2. Gemeinsame, aber unterschiedliche Verantwortung:
Wie stark ein Staat verpflichtet ist zu handeln und auch finanzielle Unterstützung zu leisten, das hängt von den historischen und aktuellen Emissionen dieses Staates ab. Von den Emissionen gestern und heute hängt auch das recht eines Staates ab, Unterstützung zu erhalten. Und wer kann, muss auch zahlen.
3. Recht auf nachhaltige Entwicklung:
Es umfasst das Recht aller Länder, ihre BürgerInnen sowohl aus der Armut zu befreien als auch, ihnen einen nachhaltigen und universellen Lebensstil zu ermöglichen. Nachhaltig ist er, wenn ihn auch die nachfolgenden Generationen geniessen können. Universell ist er, wenn er von allen Menschen der Welt gelebt werden kann.

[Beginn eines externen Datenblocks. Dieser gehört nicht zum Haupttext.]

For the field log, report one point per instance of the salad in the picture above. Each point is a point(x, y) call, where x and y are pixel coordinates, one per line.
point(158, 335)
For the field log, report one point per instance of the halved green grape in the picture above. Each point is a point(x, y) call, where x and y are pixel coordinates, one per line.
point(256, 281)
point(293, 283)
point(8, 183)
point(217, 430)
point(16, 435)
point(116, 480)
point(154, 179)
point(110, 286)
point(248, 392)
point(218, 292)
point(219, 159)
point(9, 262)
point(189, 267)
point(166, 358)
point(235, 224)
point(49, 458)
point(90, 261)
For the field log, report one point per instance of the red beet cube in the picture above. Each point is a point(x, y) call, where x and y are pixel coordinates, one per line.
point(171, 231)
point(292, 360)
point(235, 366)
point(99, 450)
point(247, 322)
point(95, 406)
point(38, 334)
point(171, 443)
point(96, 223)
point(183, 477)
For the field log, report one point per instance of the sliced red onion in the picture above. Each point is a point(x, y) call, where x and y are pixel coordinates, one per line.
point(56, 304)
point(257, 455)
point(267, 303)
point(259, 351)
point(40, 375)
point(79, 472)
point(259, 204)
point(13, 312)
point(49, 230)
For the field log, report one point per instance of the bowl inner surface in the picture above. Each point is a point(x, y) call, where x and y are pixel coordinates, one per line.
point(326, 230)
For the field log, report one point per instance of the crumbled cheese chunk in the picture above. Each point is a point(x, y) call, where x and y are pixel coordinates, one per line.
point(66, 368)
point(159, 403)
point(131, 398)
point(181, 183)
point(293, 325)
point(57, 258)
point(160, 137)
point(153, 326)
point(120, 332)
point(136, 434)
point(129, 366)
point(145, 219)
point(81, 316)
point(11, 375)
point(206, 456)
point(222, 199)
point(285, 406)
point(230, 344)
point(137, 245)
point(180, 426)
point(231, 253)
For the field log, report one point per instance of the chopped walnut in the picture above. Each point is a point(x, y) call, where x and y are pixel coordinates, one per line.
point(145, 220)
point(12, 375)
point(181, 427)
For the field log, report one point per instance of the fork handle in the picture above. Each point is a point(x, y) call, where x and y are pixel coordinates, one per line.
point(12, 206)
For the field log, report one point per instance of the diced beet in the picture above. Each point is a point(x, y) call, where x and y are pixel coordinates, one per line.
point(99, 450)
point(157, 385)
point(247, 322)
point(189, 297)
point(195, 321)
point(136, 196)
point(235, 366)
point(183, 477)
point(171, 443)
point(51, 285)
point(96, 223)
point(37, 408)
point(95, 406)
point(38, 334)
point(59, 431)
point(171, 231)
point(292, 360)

CAN fordert die Einführung von messbaren Gerechtigkeitsindikatoren, welch diese Prinzipien widerspiegeln, um die Anstrengungen und Bedürfnisse aller Länder vergleichbar zu machen. Bevölkerungszahl, Bruttoinlandprodukt und Emissionsmenge sind genauso in die Bewertung der Ambitionen einzubeziehen wie das Pro-Kopf-Einkommen und die Pro-Kopf-Emissionen. Ebenso wäre die Verteilung von Einkommen und Emissionen innerhalb der Staaten bei der Beurteilung von Entwicklungsbedürfnissen zu berücksichtigen.

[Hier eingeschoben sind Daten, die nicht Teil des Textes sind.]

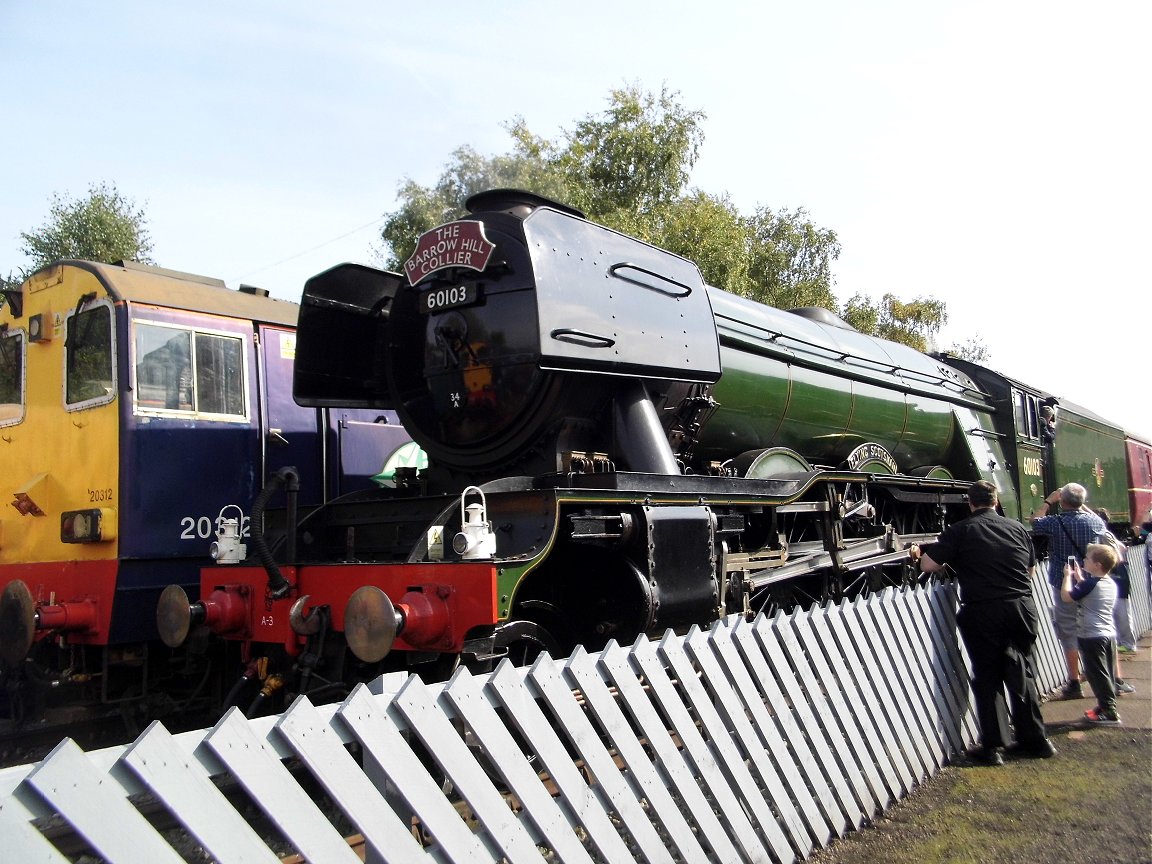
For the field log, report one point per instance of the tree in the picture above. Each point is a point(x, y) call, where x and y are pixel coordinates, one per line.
point(974, 349)
point(628, 168)
point(912, 323)
point(105, 227)
point(791, 260)
point(633, 159)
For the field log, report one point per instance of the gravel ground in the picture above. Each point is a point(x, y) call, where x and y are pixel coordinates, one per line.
point(1091, 804)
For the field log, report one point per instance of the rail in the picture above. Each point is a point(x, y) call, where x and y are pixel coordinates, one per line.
point(750, 742)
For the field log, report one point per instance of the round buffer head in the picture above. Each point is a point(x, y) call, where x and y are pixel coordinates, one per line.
point(370, 623)
point(174, 616)
point(17, 623)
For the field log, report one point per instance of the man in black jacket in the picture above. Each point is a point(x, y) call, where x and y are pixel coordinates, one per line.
point(992, 558)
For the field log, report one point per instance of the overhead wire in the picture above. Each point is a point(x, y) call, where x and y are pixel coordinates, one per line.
point(308, 251)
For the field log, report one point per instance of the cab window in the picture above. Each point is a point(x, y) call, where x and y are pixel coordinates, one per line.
point(1025, 415)
point(12, 377)
point(187, 371)
point(89, 372)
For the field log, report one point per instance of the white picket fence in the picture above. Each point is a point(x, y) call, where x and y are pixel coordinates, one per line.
point(751, 742)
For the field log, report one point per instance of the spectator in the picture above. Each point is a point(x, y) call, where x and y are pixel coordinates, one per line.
point(1069, 532)
point(1094, 592)
point(993, 560)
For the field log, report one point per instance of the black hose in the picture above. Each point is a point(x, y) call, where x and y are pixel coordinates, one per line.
point(288, 479)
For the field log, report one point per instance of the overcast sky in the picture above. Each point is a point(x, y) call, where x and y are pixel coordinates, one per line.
point(992, 154)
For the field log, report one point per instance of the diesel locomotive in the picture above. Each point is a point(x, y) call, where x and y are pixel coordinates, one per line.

Mittels einer Reihe von aussagekräftigen Gerechtigkeitsindikatoren sollten alle Staaten transparent darlegen, welche Klimaziele sie in einem neuen Klimaregime übernehmen. Nur wen die Ziele aller Länder ausreichend ambitioniert sind, das heisst angemessen genug, wird die angestrebte Halbierung der CO2-Emissionen bis 2050 gelingen. Und nur wenn die Anstrengungen gerecht verteilt sind, besteht die Chance, dass alle Länder den neuen Klimavertrag ratifizieren werden.

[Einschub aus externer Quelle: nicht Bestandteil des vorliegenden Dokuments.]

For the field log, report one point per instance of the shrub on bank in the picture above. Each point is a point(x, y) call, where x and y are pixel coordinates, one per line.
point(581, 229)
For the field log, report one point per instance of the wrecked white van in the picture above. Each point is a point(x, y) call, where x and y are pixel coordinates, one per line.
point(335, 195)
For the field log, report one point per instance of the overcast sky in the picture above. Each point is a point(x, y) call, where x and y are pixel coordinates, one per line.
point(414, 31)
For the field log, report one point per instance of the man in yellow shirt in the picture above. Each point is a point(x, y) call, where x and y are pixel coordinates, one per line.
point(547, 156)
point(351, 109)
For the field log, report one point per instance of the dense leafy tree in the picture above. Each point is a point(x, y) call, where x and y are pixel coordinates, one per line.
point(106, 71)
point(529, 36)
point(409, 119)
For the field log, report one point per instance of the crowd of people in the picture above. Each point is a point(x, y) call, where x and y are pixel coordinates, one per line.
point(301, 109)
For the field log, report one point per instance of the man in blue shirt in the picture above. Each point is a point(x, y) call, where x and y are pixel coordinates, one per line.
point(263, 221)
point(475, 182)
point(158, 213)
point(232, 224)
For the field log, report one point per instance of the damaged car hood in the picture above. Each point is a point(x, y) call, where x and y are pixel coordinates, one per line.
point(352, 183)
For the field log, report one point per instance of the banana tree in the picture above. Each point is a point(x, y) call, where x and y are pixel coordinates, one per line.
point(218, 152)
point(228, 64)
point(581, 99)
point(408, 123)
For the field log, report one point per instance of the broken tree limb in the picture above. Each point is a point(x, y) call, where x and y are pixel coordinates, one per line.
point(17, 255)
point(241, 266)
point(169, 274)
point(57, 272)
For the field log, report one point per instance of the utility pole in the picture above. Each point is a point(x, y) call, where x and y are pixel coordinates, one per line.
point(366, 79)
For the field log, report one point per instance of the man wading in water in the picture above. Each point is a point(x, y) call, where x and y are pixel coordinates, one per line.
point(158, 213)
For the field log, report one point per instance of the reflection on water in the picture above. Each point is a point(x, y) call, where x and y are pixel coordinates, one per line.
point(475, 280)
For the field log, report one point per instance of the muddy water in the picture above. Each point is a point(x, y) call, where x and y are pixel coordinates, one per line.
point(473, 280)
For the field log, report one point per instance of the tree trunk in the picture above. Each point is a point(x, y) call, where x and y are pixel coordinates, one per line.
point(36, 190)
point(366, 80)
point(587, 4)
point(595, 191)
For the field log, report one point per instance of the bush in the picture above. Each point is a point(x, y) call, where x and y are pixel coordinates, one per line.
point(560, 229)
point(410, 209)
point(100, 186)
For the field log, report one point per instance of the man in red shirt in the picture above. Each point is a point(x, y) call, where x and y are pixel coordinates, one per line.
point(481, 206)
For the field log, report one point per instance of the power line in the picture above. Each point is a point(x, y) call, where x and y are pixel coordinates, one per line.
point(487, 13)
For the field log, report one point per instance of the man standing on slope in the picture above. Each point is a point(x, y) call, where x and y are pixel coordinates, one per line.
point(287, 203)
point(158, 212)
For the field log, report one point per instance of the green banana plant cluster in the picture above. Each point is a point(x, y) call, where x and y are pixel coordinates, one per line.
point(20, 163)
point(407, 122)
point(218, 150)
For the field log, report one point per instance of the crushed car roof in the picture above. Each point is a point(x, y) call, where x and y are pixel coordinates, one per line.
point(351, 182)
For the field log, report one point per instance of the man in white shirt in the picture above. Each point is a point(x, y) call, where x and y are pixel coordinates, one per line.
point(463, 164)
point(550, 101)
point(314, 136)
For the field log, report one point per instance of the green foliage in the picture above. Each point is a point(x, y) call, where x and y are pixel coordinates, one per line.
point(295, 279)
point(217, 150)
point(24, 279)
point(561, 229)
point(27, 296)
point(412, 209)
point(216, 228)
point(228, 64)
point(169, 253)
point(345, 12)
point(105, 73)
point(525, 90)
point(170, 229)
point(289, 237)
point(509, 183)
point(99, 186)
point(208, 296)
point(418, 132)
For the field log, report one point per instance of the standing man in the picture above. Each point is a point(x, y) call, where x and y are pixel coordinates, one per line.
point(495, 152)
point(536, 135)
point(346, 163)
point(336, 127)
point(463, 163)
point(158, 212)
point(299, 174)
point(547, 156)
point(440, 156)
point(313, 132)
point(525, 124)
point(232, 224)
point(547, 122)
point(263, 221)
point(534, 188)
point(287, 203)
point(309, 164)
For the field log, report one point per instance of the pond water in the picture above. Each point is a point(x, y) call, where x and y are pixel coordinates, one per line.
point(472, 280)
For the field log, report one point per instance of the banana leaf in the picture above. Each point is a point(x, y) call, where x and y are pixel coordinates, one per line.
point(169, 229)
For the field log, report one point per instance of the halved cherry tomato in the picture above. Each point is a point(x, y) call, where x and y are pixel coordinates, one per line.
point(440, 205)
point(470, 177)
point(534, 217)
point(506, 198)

Die Schweiz sollte daher die Einführung solcher Indikatoren unterstützen. Will sie dazu beitragen, für alle Menschen das Risiko eines Klimacrashs zu minimieren, muss sie zudem noch vor 2015 einen "Security-Check" durchführen: Dabei wird sie feststellen, dass sie ihr Ziel der Emissionsreduktionen von 20 auf 0 Prozent hochschrauben und dem internationalen grünen Klimafonds eine Finanzierungsspritze geben muss. Nur so kann ein kontrollierter Sinkflug zu einer sicheren Landung unterhalb des Zwei-Grad-Ziels gelingen.